Arlington, Va.: Picking between two restaurants -- 2941 and Restaurant Eve, for a nice dinner. Thoughts?
Tom Sietsema: No fair. They're both very special places for special reasons. 2941 has a stellar view, though. But I love the cocktails and the whimsy of Cathal Armstrong's food at Eve.
Help! Smart Casual sparks Confusion...: Hi Tom! I read your chats all the time and have a question for you. I'm going to Adour tonight with coworkers and am perplexed by the "smart casual" dress code. Am I okay in dark jeans, ruffled dress shirt, heels, a nice purse and a blazer? I'm hoping so but don't want to over/under do it. We're going to a dive bar more-than-likely after, so I thought jeans are okay, but please tell me if I'm wrong. Also, and probably more importantly are there any top items on the menu you'd recommend?

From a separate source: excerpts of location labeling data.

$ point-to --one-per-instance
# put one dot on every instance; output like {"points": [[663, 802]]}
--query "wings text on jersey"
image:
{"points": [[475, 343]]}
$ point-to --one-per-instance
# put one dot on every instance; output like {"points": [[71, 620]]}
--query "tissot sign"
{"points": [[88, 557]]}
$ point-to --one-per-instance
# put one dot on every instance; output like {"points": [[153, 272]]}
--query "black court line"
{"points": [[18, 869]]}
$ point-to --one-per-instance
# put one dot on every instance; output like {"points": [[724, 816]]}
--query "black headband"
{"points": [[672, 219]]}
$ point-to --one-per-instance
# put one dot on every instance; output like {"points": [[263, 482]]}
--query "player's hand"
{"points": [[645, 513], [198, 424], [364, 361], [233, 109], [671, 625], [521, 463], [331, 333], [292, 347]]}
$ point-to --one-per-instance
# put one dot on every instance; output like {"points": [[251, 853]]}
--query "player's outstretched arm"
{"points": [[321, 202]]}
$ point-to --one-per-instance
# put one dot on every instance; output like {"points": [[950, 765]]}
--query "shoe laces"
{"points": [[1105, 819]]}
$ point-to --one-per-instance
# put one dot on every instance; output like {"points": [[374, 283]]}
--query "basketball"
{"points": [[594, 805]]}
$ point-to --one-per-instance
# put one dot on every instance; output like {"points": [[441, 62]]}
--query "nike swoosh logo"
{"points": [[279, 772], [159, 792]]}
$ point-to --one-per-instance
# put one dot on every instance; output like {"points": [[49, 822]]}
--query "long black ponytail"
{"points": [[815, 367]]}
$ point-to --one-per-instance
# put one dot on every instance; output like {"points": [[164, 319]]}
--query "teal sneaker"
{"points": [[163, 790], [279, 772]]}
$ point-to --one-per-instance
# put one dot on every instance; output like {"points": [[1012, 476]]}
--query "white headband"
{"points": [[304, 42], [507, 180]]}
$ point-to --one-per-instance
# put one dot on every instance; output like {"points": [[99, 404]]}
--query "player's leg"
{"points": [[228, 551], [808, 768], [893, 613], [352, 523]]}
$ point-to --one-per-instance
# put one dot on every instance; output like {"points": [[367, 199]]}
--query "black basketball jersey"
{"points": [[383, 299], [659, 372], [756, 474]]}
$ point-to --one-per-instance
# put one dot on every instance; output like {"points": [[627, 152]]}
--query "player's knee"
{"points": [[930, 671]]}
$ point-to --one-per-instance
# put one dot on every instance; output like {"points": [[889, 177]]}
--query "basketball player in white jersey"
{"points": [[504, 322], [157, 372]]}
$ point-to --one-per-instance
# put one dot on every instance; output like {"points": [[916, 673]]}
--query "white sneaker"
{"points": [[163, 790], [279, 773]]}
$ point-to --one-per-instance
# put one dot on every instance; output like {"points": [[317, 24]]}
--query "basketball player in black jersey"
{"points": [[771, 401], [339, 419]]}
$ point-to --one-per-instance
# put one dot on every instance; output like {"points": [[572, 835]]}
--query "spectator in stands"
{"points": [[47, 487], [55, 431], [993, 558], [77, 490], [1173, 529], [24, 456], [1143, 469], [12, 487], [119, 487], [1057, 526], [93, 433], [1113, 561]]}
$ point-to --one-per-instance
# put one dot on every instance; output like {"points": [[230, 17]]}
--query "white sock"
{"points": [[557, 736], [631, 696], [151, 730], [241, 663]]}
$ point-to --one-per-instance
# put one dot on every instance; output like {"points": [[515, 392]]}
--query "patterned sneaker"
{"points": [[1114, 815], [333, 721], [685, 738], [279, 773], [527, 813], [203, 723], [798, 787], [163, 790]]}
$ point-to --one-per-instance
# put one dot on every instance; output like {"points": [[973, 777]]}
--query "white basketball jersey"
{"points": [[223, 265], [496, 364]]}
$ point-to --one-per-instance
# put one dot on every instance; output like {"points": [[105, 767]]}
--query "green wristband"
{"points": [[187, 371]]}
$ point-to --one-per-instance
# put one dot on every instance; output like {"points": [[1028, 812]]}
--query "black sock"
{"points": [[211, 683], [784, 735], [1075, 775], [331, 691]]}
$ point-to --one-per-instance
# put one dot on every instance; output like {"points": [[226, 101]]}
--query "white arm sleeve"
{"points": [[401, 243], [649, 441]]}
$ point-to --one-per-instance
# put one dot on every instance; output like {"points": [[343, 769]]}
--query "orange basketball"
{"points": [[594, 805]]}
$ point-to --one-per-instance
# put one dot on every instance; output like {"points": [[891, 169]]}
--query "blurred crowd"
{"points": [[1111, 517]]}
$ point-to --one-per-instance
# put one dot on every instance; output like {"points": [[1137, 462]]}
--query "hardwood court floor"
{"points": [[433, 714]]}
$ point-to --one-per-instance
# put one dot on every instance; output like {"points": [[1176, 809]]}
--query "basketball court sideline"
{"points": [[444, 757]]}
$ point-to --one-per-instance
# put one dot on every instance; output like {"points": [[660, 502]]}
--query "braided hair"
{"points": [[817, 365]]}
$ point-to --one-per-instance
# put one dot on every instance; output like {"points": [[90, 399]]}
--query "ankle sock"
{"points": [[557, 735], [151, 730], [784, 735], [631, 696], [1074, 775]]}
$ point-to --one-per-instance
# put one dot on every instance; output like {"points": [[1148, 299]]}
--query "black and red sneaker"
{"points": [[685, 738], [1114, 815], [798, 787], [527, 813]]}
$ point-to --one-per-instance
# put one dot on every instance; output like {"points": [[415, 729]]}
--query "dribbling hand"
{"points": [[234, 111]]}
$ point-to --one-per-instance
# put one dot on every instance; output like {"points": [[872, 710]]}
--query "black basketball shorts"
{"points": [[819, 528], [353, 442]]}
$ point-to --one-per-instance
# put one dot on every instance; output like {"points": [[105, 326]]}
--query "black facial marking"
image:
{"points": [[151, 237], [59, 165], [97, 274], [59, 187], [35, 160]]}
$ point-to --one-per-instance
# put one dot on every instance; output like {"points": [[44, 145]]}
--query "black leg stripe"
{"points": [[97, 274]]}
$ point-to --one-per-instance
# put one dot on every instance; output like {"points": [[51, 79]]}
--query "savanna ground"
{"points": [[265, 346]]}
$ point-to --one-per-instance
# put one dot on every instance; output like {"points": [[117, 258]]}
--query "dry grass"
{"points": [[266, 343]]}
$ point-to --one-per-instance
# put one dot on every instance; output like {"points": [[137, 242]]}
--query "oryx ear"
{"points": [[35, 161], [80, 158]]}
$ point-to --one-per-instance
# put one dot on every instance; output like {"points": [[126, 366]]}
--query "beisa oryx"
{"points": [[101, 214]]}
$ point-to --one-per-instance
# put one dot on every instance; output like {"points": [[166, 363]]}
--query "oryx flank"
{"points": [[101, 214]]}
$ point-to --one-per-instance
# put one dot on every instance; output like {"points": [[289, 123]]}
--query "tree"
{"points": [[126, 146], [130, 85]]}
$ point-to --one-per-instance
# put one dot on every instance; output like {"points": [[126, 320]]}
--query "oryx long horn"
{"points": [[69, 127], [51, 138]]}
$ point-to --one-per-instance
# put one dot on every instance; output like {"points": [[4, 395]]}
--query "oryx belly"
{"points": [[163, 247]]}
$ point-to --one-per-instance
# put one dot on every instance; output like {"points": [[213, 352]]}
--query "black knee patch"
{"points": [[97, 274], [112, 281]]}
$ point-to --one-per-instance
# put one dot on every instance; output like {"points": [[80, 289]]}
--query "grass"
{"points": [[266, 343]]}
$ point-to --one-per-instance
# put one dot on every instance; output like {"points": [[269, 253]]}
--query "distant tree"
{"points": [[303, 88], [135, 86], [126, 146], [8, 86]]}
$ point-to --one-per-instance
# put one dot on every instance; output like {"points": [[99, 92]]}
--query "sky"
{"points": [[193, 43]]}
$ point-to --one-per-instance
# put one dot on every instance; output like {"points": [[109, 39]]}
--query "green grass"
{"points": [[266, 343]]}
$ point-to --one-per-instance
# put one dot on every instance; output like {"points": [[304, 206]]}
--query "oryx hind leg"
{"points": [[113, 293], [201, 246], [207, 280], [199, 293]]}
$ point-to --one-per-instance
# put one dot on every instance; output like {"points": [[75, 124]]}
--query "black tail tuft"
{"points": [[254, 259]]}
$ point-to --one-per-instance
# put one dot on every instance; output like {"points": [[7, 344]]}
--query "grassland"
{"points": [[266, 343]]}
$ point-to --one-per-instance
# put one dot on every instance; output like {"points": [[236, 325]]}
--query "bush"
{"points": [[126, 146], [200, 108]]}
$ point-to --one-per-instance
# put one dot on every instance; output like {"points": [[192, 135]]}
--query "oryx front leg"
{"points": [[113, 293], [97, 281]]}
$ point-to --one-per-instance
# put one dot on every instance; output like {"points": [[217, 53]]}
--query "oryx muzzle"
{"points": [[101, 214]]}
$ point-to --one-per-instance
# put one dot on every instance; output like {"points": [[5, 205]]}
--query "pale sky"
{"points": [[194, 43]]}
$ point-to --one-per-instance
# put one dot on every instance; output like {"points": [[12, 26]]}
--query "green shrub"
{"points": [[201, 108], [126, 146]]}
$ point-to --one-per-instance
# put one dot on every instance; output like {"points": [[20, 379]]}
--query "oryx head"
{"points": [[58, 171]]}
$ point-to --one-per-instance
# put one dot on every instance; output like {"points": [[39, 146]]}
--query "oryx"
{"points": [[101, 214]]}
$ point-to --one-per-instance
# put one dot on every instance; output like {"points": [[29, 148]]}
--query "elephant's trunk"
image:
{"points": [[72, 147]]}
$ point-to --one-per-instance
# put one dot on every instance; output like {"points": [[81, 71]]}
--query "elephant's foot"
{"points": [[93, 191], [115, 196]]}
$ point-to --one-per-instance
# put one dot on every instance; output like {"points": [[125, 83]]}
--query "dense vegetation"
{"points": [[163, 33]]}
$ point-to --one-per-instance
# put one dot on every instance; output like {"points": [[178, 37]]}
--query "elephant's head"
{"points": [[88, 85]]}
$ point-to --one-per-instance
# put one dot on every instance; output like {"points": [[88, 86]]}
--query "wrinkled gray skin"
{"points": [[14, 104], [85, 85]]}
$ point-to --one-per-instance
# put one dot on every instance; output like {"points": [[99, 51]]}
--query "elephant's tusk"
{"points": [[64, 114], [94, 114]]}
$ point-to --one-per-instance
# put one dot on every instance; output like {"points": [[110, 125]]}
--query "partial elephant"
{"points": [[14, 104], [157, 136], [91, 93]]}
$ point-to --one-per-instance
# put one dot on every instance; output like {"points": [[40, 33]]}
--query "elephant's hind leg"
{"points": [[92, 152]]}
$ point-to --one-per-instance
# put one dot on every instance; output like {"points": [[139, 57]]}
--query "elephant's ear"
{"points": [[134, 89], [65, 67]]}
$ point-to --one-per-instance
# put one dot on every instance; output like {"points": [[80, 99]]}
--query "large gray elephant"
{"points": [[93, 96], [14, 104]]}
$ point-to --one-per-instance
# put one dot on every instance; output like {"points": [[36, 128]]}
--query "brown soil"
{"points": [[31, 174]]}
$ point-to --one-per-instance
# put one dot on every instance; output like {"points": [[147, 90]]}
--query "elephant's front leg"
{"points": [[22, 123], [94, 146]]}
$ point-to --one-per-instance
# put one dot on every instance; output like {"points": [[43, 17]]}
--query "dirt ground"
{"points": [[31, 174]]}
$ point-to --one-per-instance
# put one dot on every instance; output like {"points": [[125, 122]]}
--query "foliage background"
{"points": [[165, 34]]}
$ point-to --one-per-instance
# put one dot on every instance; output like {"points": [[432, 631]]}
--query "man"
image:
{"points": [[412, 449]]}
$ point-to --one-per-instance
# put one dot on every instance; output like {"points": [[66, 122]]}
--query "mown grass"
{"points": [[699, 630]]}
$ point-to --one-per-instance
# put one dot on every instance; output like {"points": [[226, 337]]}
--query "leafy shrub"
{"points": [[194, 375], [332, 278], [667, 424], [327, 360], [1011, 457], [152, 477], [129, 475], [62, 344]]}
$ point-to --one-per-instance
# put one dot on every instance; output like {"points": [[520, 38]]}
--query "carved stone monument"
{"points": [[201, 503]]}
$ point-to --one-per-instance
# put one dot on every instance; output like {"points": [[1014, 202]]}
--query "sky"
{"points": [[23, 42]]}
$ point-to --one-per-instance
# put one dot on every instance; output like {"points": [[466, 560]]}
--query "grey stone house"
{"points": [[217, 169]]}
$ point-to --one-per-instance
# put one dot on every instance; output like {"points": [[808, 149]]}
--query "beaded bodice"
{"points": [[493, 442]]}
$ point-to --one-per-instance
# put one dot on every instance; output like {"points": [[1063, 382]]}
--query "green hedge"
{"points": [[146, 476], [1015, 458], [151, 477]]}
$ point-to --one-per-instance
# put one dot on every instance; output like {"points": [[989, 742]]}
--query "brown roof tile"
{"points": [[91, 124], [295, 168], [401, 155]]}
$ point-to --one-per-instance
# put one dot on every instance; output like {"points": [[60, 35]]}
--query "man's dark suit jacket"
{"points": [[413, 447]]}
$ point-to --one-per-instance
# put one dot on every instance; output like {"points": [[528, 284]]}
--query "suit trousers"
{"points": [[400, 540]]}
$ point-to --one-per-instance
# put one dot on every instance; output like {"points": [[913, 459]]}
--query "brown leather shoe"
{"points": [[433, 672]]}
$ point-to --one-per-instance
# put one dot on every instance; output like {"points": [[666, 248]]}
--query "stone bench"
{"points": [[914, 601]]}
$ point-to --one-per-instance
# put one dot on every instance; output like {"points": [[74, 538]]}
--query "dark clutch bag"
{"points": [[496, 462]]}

Tom Sietsema: You'll be just fine. I've seen all manner of dress at Adour. Here's my review, for food ideas:
washingtonpost.com: 2008 Review: Adour
Fast food: Do you ever cheat and get your food in a white bag from the drive-thru? If so, what do you order?
Tom Sietsema: True confession: I ate a Big Mac after the chat last week, because I was runnning errands near the FBI and noticed a sign inviting government workers a discount. So I had to investigate, right?
Okay, gotta dash. See you all next Wednesday!
Editor's Note: washingtonpost.com moderators retain editorial control over Discussions and choose the most relevant questions for guests and hosts; guests and hosts can decline to answer questions. washingtonpost.com is not responsible for any content posted by third parties.